Uncertainty is back in the cryptocurrency market after more than three weeks of calm marked by the rebound in prices.
Bitcoin, the king of cryptocurrencies, even managed on August 15 to once again reach the symbolic threshold of $25,000. It was the first time the largest digital currency traded around $25,000 since June before falling back.
But since then, the 25,000 dollars now look like a feat, as bitcoin is suffering again. The king of cryptocurrencies is down 10% over the past seven days. But the most worrying for investors is that the drop is more than 8% in the last 24 hours. Bitcoin is currently trading at $21,527.39, according to data firm CoinGecko.
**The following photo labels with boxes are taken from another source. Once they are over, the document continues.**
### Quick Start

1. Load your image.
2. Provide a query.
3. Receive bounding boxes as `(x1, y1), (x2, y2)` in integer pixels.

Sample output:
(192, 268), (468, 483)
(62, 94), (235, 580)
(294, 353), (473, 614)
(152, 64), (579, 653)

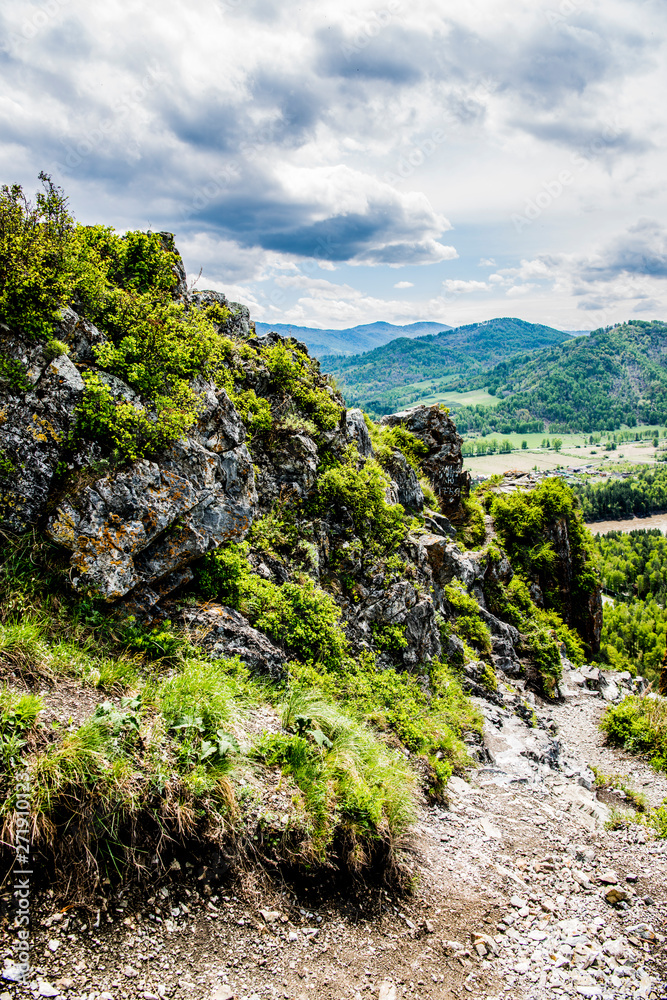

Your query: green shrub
(371, 622), (408, 654)
(197, 542), (250, 609)
(239, 576), (347, 670)
(312, 446), (407, 551)
(600, 695), (667, 771)
(44, 337), (69, 361)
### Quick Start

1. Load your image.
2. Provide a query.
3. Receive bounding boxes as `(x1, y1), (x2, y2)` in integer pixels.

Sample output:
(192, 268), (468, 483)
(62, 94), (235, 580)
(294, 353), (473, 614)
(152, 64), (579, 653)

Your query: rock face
(182, 605), (286, 680)
(47, 388), (255, 601)
(382, 404), (470, 522)
(0, 327), (83, 532)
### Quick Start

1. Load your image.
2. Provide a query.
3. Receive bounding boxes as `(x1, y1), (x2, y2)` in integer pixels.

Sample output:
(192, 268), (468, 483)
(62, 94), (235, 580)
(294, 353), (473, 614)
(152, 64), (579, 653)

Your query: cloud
(442, 278), (491, 295)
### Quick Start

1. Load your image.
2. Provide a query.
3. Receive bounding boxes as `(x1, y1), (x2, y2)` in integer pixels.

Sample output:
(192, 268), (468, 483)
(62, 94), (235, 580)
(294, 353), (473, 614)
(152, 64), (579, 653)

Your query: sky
(0, 0), (667, 330)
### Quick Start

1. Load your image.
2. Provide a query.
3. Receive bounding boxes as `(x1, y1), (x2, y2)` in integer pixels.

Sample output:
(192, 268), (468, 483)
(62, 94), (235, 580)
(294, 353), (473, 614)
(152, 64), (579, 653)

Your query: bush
(600, 695), (667, 771)
(313, 446), (407, 551)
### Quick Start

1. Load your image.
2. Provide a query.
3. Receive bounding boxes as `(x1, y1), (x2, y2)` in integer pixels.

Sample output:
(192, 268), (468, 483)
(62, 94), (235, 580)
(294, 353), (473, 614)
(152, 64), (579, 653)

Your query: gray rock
(383, 450), (424, 510)
(382, 404), (470, 515)
(0, 327), (84, 533)
(182, 605), (287, 680)
(47, 392), (255, 600)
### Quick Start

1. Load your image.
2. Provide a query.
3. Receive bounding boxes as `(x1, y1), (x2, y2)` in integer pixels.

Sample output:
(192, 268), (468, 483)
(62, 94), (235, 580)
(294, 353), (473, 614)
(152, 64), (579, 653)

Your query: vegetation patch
(600, 694), (667, 771)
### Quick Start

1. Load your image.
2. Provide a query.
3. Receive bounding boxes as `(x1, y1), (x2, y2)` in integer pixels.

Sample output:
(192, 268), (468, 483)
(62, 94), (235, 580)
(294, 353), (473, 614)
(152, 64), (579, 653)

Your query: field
(463, 427), (667, 476)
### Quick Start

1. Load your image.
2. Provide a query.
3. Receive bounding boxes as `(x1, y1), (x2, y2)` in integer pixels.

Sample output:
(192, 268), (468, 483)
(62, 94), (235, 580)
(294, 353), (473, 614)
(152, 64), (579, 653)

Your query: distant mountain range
(320, 317), (581, 415)
(255, 322), (452, 358)
(465, 320), (667, 432)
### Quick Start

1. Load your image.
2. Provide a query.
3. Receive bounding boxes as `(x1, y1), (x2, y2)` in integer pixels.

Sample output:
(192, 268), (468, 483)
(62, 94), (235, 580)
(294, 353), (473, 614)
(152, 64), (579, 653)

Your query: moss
(456, 495), (486, 549)
(311, 446), (408, 552)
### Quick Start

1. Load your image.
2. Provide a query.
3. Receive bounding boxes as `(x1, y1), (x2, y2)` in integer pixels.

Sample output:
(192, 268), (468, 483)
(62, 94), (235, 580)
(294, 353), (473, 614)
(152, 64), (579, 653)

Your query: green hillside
(467, 320), (667, 433)
(321, 318), (570, 415)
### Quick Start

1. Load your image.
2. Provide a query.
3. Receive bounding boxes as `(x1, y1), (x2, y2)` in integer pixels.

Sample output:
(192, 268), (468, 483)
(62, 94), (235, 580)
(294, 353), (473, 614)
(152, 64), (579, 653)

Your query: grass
(600, 694), (667, 771)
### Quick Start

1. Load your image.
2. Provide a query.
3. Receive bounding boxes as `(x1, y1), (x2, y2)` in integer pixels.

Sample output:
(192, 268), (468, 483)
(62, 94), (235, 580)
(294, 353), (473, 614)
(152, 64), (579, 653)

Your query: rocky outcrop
(382, 404), (470, 520)
(177, 605), (287, 680)
(345, 410), (373, 458)
(0, 326), (84, 532)
(46, 388), (255, 601)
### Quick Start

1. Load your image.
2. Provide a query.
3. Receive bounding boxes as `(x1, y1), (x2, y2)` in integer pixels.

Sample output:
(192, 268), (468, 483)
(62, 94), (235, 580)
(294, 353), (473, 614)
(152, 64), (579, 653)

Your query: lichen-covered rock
(47, 390), (256, 601)
(348, 580), (442, 670)
(383, 450), (424, 510)
(382, 404), (470, 517)
(0, 326), (84, 532)
(181, 605), (287, 680)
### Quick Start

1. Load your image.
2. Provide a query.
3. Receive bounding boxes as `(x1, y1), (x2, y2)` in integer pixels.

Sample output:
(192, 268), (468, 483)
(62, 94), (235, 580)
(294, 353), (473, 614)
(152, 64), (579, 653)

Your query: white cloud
(442, 278), (490, 295)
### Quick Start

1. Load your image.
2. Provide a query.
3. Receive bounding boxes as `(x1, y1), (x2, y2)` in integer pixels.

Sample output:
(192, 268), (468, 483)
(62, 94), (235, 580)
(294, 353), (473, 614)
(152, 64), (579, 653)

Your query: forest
(465, 320), (667, 434)
(595, 529), (667, 682)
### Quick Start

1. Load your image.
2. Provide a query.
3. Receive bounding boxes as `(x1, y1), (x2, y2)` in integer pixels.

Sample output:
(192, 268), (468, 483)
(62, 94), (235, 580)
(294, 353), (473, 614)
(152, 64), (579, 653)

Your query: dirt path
(0, 672), (667, 1000)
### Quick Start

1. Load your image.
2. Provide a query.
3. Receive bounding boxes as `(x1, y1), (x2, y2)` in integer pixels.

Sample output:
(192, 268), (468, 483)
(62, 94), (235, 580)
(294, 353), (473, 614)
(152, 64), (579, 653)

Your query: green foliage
(456, 494), (486, 549)
(312, 446), (407, 551)
(239, 575), (347, 670)
(261, 344), (342, 431)
(44, 337), (69, 361)
(574, 466), (667, 530)
(0, 174), (94, 339)
(0, 687), (43, 769)
(371, 622), (408, 654)
(445, 581), (491, 653)
(155, 660), (235, 739)
(494, 477), (598, 624)
(600, 695), (667, 771)
(594, 528), (667, 605)
(197, 542), (249, 608)
(466, 320), (667, 434)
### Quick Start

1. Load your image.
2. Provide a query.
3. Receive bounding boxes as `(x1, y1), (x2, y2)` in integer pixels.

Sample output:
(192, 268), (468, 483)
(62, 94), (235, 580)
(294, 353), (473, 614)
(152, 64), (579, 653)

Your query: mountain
(255, 321), (451, 357)
(320, 318), (572, 414)
(467, 320), (667, 432)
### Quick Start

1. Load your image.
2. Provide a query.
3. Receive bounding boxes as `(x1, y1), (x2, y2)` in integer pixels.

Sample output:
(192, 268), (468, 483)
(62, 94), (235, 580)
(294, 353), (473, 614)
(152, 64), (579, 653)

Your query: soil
(0, 682), (667, 1000)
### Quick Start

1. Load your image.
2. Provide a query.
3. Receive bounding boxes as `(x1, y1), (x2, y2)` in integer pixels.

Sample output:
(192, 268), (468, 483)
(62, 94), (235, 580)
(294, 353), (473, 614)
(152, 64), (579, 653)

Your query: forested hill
(468, 320), (667, 431)
(321, 318), (571, 413)
(255, 321), (451, 357)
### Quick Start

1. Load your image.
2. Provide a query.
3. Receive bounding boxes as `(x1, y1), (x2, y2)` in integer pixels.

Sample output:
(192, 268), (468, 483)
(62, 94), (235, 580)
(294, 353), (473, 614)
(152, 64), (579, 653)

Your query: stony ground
(0, 668), (667, 1000)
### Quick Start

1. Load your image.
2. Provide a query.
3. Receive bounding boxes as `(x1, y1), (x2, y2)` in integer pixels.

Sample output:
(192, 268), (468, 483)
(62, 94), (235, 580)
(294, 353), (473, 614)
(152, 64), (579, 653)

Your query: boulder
(382, 403), (470, 518)
(47, 390), (255, 601)
(181, 604), (287, 680)
(383, 450), (422, 520)
(0, 326), (84, 533)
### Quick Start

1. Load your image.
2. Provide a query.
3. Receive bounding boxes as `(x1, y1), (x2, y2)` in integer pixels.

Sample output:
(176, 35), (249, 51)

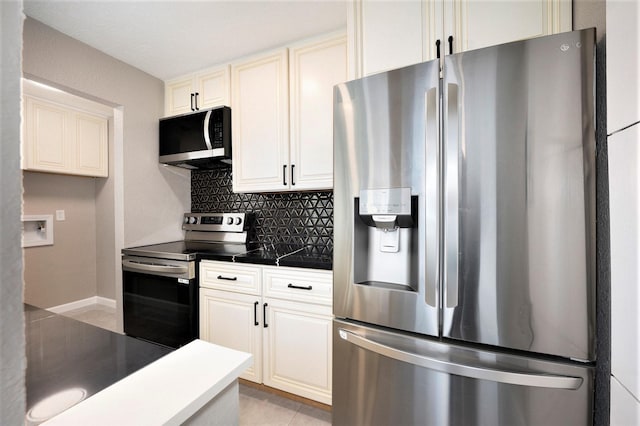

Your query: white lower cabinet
(262, 299), (331, 404)
(200, 287), (262, 383)
(200, 260), (332, 404)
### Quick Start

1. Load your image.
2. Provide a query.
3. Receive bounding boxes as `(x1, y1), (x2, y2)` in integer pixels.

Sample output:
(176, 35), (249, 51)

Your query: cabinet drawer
(262, 266), (333, 306)
(200, 260), (262, 295)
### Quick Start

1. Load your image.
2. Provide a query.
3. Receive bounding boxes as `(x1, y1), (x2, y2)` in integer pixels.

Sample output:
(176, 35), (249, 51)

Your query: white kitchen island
(43, 340), (253, 426)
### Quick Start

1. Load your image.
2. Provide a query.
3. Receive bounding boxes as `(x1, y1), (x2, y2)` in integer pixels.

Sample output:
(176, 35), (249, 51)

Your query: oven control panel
(182, 213), (247, 232)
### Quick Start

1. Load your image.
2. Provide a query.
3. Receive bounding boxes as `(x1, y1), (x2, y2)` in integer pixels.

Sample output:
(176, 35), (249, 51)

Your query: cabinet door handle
(253, 301), (260, 325)
(262, 303), (269, 328)
(287, 283), (313, 290)
(218, 275), (238, 281)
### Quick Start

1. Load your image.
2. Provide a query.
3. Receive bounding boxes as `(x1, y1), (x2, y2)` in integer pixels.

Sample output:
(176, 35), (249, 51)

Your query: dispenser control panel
(360, 188), (411, 216)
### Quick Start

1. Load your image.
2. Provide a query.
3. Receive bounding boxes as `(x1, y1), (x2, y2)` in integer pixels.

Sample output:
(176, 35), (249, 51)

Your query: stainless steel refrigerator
(333, 29), (596, 426)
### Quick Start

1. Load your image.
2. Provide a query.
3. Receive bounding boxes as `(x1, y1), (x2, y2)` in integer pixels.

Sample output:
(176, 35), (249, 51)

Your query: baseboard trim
(46, 296), (116, 314)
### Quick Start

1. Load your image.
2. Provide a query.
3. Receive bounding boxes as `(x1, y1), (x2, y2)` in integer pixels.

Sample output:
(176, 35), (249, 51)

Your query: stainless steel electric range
(122, 213), (255, 348)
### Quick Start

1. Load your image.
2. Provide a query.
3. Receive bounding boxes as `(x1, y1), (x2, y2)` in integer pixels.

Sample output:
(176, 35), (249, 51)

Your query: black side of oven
(122, 271), (199, 348)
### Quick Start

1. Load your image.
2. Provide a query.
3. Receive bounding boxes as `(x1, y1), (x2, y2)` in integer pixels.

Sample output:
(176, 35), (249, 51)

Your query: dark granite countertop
(24, 305), (172, 425)
(199, 243), (333, 270)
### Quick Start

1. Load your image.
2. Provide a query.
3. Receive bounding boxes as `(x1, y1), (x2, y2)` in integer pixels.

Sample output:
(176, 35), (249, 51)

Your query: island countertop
(24, 304), (173, 425)
(25, 305), (252, 425)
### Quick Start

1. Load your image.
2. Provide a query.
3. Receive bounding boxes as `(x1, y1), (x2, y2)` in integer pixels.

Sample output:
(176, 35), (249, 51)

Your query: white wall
(0, 0), (26, 425)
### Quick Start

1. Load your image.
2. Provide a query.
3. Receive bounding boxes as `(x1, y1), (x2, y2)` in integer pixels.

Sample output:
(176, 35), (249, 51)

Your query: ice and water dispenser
(353, 188), (419, 291)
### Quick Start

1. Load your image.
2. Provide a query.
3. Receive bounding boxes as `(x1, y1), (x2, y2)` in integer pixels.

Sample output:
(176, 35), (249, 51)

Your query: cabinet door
(231, 49), (289, 192)
(263, 299), (332, 404)
(164, 75), (193, 117)
(356, 0), (425, 77)
(199, 288), (263, 383)
(74, 113), (109, 177)
(195, 65), (231, 109)
(200, 260), (262, 295)
(289, 35), (347, 190)
(443, 0), (572, 53)
(23, 96), (71, 173)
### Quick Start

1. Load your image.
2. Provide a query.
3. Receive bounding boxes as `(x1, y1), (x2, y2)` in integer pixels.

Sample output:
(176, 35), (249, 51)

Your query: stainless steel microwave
(159, 106), (231, 169)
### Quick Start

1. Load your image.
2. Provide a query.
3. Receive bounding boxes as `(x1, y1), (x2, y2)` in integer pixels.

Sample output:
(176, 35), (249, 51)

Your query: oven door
(122, 256), (198, 348)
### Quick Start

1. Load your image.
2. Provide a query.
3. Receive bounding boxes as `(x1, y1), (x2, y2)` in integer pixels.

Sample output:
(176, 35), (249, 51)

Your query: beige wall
(23, 18), (191, 312)
(23, 172), (99, 308)
(0, 0), (25, 425)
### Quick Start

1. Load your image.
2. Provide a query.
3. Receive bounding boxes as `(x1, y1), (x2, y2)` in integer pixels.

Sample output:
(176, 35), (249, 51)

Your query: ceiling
(24, 0), (347, 80)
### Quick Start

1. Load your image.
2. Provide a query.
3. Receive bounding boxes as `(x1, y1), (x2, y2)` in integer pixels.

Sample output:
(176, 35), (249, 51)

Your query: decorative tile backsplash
(191, 165), (333, 252)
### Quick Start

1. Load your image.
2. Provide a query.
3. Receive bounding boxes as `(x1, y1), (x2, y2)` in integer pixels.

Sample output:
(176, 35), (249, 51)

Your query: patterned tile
(191, 165), (333, 254)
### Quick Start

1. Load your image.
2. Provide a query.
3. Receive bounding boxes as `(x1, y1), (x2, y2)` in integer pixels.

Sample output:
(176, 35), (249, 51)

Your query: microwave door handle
(122, 260), (189, 274)
(203, 110), (213, 150)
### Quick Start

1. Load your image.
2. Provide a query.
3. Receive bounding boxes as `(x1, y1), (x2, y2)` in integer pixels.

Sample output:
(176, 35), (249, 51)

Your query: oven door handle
(122, 260), (189, 275)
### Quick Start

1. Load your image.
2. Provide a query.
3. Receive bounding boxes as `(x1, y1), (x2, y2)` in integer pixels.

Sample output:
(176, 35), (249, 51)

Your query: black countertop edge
(198, 250), (333, 271)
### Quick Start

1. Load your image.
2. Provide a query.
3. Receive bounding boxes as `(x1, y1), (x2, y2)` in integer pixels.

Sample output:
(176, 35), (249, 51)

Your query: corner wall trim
(45, 296), (116, 314)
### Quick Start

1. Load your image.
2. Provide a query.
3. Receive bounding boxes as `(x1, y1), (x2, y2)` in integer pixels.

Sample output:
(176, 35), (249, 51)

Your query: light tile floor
(61, 305), (331, 426)
(60, 304), (116, 331)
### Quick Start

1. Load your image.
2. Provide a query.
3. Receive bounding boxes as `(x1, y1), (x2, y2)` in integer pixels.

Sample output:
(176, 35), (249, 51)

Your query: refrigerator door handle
(444, 83), (462, 308)
(338, 328), (583, 390)
(425, 85), (441, 308)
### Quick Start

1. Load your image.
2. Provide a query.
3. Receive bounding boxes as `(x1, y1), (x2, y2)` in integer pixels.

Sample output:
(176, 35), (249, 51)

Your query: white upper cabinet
(164, 65), (230, 117)
(232, 34), (347, 192)
(347, 0), (572, 78)
(289, 35), (347, 190)
(22, 80), (112, 177)
(231, 49), (289, 192)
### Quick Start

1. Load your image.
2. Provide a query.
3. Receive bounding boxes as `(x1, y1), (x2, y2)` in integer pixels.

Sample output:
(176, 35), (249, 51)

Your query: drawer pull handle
(218, 275), (238, 281)
(262, 303), (269, 328)
(287, 283), (313, 290)
(253, 302), (260, 325)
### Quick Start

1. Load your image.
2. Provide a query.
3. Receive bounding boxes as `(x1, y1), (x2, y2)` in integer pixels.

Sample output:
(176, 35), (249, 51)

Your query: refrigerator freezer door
(332, 321), (594, 426)
(442, 30), (596, 360)
(333, 61), (440, 335)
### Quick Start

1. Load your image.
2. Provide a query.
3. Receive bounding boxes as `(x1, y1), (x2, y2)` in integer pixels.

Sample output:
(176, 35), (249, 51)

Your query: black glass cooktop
(122, 241), (259, 260)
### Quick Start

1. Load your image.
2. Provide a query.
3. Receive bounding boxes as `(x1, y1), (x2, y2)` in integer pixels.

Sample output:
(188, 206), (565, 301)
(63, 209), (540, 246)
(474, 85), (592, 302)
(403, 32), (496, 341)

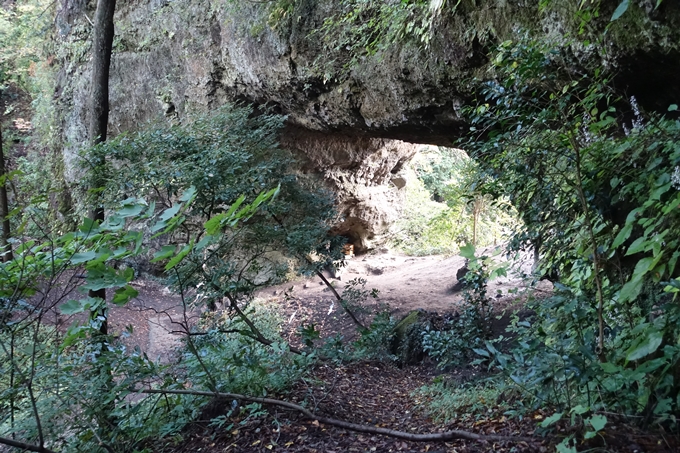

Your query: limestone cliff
(55, 0), (680, 247)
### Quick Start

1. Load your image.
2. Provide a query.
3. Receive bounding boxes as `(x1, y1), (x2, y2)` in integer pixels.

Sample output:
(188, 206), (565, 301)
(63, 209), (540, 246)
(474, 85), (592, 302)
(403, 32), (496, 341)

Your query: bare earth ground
(82, 252), (680, 453)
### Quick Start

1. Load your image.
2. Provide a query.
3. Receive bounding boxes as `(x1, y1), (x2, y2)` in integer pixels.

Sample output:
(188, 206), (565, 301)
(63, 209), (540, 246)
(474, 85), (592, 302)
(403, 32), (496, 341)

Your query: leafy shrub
(415, 376), (511, 423)
(468, 32), (680, 422)
(392, 148), (516, 256)
(182, 299), (314, 395)
(422, 245), (505, 368)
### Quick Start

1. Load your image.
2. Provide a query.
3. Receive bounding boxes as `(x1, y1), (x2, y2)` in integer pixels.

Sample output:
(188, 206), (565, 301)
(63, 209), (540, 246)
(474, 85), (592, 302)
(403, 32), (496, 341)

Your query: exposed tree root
(136, 389), (532, 442)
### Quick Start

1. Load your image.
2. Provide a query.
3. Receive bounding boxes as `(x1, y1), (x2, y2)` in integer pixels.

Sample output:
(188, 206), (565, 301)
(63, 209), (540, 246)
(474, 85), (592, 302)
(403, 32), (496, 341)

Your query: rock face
(283, 128), (417, 252)
(55, 0), (680, 245)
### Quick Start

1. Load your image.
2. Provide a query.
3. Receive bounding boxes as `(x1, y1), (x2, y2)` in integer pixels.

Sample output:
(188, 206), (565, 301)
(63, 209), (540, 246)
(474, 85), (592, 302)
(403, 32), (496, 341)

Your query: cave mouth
(331, 142), (474, 255)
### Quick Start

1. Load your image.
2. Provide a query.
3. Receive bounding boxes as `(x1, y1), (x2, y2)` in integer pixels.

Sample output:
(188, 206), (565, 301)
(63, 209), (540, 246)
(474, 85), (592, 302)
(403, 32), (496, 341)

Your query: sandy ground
(99, 245), (548, 354)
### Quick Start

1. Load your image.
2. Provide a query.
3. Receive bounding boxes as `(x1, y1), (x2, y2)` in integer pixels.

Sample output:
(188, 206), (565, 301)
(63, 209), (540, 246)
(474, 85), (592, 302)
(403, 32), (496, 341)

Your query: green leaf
(165, 239), (194, 271)
(610, 0), (630, 22)
(555, 438), (578, 453)
(459, 244), (475, 260)
(59, 300), (85, 315)
(116, 200), (146, 218)
(203, 212), (227, 236)
(541, 412), (562, 428)
(588, 415), (607, 431)
(71, 250), (97, 264)
(113, 285), (139, 305)
(619, 278), (642, 302)
(626, 328), (663, 362)
(472, 348), (491, 357)
(569, 404), (590, 415)
(600, 362), (621, 374)
(612, 223), (633, 249)
(626, 236), (650, 256)
(179, 186), (197, 203)
(649, 182), (672, 200)
(151, 245), (177, 263)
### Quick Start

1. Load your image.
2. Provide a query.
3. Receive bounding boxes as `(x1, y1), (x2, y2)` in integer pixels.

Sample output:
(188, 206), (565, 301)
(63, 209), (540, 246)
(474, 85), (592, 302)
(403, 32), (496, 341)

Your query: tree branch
(135, 389), (532, 442)
(0, 437), (56, 453)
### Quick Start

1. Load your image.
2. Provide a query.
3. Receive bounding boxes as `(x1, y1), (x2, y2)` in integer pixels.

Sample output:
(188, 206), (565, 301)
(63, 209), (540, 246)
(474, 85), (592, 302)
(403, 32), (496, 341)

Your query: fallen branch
(135, 389), (531, 442)
(0, 437), (56, 453)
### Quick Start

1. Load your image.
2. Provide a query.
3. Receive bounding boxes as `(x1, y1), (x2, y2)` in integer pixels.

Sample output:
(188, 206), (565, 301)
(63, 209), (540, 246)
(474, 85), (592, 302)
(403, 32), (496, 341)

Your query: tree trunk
(0, 124), (13, 262)
(89, 0), (116, 335)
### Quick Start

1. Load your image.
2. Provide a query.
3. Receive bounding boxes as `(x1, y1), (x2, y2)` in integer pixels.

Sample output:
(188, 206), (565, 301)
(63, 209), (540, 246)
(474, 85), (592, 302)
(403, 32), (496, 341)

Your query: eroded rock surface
(55, 0), (680, 244)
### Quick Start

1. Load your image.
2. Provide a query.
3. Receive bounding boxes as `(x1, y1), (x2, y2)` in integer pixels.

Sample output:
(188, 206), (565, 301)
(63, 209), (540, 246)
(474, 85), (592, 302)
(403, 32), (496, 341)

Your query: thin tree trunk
(89, 0), (116, 335)
(0, 124), (13, 262)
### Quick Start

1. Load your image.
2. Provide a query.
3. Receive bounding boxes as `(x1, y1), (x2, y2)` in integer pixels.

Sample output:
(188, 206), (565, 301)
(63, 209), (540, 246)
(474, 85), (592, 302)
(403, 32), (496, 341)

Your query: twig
(136, 389), (532, 442)
(0, 437), (56, 453)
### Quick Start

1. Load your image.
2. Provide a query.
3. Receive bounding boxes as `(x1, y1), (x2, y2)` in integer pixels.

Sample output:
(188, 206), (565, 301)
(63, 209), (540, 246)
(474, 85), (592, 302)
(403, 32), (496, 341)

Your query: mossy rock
(390, 310), (430, 365)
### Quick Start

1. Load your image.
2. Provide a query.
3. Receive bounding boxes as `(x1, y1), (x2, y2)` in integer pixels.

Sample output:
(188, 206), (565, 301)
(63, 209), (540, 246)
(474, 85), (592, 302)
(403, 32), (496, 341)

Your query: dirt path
(110, 250), (540, 356)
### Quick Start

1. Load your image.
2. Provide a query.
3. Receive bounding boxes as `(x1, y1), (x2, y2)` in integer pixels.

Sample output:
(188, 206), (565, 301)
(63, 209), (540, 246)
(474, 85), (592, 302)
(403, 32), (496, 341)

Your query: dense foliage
(414, 30), (680, 444)
(391, 147), (516, 255)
Altcoins, or other coins other than bitcoin, are also down starting with ether, the native currency of the very promising Ethereum platform. Ether is down more than 7% at $1,722.81 in the past 24 hours.
The second cryptocurrency, had risen sharply in recent days because we are getting closer to the long-awaited update of the Ethereum software which would make transactions more fluid, lower transaction fees and considerably lower the energy consumption linked to the validation of operations. This update, known as the Merge, is scheduled for September 15.
Crypto Has Lost Over $170 Billion in the Last 24 Hours
Coins related to widely followed decentralized finance (DeFi) platforms, which allow developers to work on projects related to financial services and others, were in very sharp decline: solana (-12%), cardano (-13.9% ), polkadot (-11.5%).
The meme coins dogecoin (-14.1%) and shiba Inu (-12.4%) coins were not spared.
Overall, the crypto market has lost more than 8% in the last 24 hours, or just over $170 billion. It is currently worth $1.08 trillion compared to just over $3 trillion during cryptomania last November.
This drop in cryptocurrency prices looks more like a correction after weeks of rebounding than an actual panic. It is in line with the pullback from equity markets as investors' attention turns to Jackson Hole, Wyoming, where the traditional annual Federal Reserve symposium is being held next week.
Investors are in the dark about the intentions of the central bank in relation to its monetary policy. Will the Fed maintain its aggressive pace of rate hikes or will it slow down somewhat? Members of the Fed (James Bullard and Esther George) have sent divergent signals in recent days.
An aggressive rate hike is likely to cause a hard landing in the economy, some experts fear. This scenario is particularly devastating for risky assets like cryptocurrencies.
Investors are therefore hanging on to comments from the Fed. In the meantime, the nervousness seems to be back as in May and June.